Um ano depois, mais preparado, voltou ao Rio e concluiu a mesma maratona em 4h10min56s. “Foi um sonho. Nos últimos dois quilômetros eu nem sentia as dores. Cruzei a linha de chegada e fiquei uns 15 minutos chorando. Não sei explicar que sentimento era aquele.”
Família foi a base para nova vida
Decidido em sair do mundo das drogas, Cleber Vilares, o Isbin, resolveu “abrir o jogo” e revelar ser dependente químico aos familiares, em 2008. “Até então, todo mundo desconfiava, mas ele negava e ninguém tinha certeza. Foi quando ele resolveu parar e veio pedir ajuda para a família. Isso o ajudou a sair dessa”, lembrou Juvêncio Neto, de 37 anos, irmão do corredor.
“Tive toda a educação possível dentro de casa. E sempre estudei. Consegui me formar usando drogas, até que coloquei uma data para tudo isso acabar. Minha família é super conservadora, de movimentos religiosos, e foi difícil para todos eles”, afirmou Isbin.
Palestrante
A história de Isbin hoje é contada por ele próprio em palestras que ministra gratuitamente para jovens. “É uma história de superação que ainda não teve um final”, disse o maratonista.

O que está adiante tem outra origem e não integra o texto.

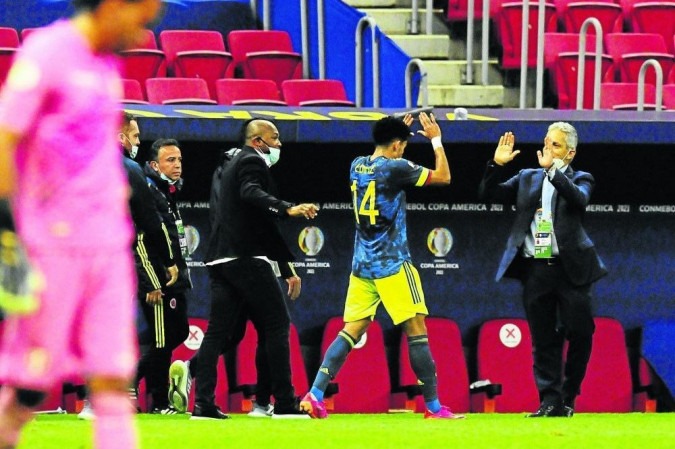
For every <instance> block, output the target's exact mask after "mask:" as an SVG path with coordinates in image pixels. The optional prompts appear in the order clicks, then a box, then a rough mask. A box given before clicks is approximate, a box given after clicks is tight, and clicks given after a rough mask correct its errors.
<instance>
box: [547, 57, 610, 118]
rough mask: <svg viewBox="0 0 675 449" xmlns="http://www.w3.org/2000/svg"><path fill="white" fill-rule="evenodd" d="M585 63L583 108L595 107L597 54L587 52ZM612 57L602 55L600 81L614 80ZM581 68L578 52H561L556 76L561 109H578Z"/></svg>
mask: <svg viewBox="0 0 675 449" xmlns="http://www.w3.org/2000/svg"><path fill="white" fill-rule="evenodd" d="M583 64H584V95H583V108H584V109H591V108H592V107H593V94H594V92H593V89H594V87H595V86H594V80H595V54H593V53H591V54H587V55H586V58H585V61H584V62H583ZM612 68H613V65H612V58H610V57H609V56H607V55H603V56H602V61H601V64H600V70H601V73H600V80H601V81H600V82H602V81H607V82H611V81H614V77H613V71H612ZM578 70H579V54H578V53H576V52H570V53H560V54H559V55H558V58H557V59H556V65H555V69H554V72H555V77H556V82H555V84H556V87H557V94H558V108H559V109H576V107H577V76H578Z"/></svg>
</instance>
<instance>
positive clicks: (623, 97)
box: [600, 83, 656, 110]
mask: <svg viewBox="0 0 675 449" xmlns="http://www.w3.org/2000/svg"><path fill="white" fill-rule="evenodd" d="M637 87H638V85H637V83H603V84H602V85H601V91H602V98H601V99H600V108H601V109H620V110H629V109H631V110H634V109H637V102H638V98H637ZM655 101H656V89H655V88H654V85H653V84H645V97H644V107H645V109H654V108H655Z"/></svg>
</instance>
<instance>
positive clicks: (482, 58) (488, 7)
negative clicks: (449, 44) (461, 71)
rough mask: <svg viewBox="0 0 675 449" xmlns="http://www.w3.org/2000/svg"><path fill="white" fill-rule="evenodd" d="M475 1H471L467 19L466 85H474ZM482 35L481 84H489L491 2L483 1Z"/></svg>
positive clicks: (466, 42) (475, 7) (467, 12)
mask: <svg viewBox="0 0 675 449" xmlns="http://www.w3.org/2000/svg"><path fill="white" fill-rule="evenodd" d="M475 8H476V6H475V0H469V3H468V9H467V18H466V78H465V82H466V84H473V32H474V18H475V16H476V11H475ZM482 28H483V30H482V34H481V84H482V85H483V86H486V85H487V84H488V58H489V54H488V53H489V51H488V50H489V48H488V45H489V33H490V0H484V1H483V19H482Z"/></svg>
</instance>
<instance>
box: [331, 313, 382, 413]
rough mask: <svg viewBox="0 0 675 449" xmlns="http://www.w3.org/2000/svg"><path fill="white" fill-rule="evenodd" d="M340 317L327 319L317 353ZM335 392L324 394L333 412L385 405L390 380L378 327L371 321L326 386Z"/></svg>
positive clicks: (341, 320)
mask: <svg viewBox="0 0 675 449" xmlns="http://www.w3.org/2000/svg"><path fill="white" fill-rule="evenodd" d="M343 324H344V323H343V321H342V317H333V318H331V319H329V320H328V322H327V323H326V327H325V328H324V331H323V338H322V341H321V356H322V357H323V355H324V354H325V353H326V350H327V349H328V346H330V344H331V343H332V342H333V340H335V337H336V336H337V334H338V332H339V331H340V330H342V327H343ZM333 386H336V387H337V390H338V392H337V393H336V394H334V395H332V396H330V397H326V398H325V402H326V408H327V410H328V411H329V412H331V411H333V412H336V413H384V412H386V411H387V410H388V409H389V396H390V392H391V380H390V379H389V367H388V365H387V356H386V353H385V349H384V336H383V334H382V327H381V326H380V324H379V323H378V322H377V321H373V322H372V323H371V325H370V327H369V328H368V331H367V332H366V334H365V335H364V337H363V338H362V339H361V340H360V341H359V343H358V344H357V345H356V346H355V347H354V349H352V351H351V352H350V353H349V356H348V357H347V360H346V362H345V364H344V365H343V366H342V369H340V372H339V373H338V375H337V376H336V377H335V381H334V382H333V384H332V385H330V386H329V388H331V387H333Z"/></svg>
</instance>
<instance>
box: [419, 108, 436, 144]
mask: <svg viewBox="0 0 675 449" xmlns="http://www.w3.org/2000/svg"><path fill="white" fill-rule="evenodd" d="M420 125H422V129H421V130H419V131H417V133H418V134H422V135H423V136H424V137H426V138H427V139H430V140H431V139H433V138H434V137H441V127H440V126H438V123H436V117H434V114H433V113H432V114H429V115H427V114H426V113H425V112H421V113H420Z"/></svg>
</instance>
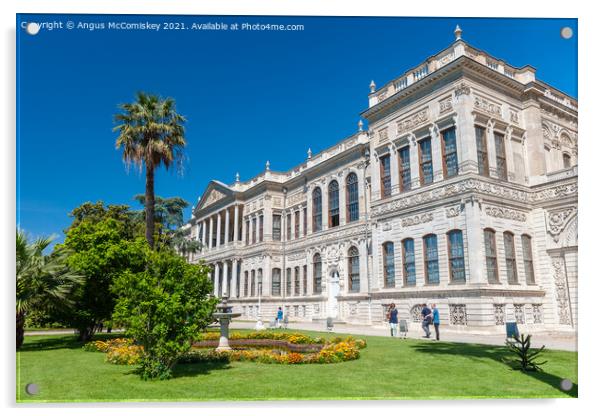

Isbin alcança índice para Boston
O maratonista da região de Ribeirão Preto, que há cinco anos sofria com a dependência das drogas, estará na tradicional Maratona de Boston, em 2014, programada para 18 de abril. O índice de Cleber Vilares, o Isbin, foi conquistado no dia 13 deste mês ao fechar os 42 km da Maratona de Chicago com o excelente tempo de 2h46min34s.
“Fui classificado para correr em Boston, prova que acontece há 116 anos consecutivamente. A minha maior motivação é baixar meu tempo. O meu maior adversário sou eu. As outras pessoas que estão ali fazem parte do cenário”, comentou.
Antes de conquistar índice, entrando no sub-3h, Isbin já tinha disputado quatro maratonas. Em Buenos Aires, no ano passado, atingiu 3h02min e percebeu que poderia ir além. “Ali, eu vi que dava para fazer uma prova sub-3h, que é o sonho de todo corredor amador”, conclui.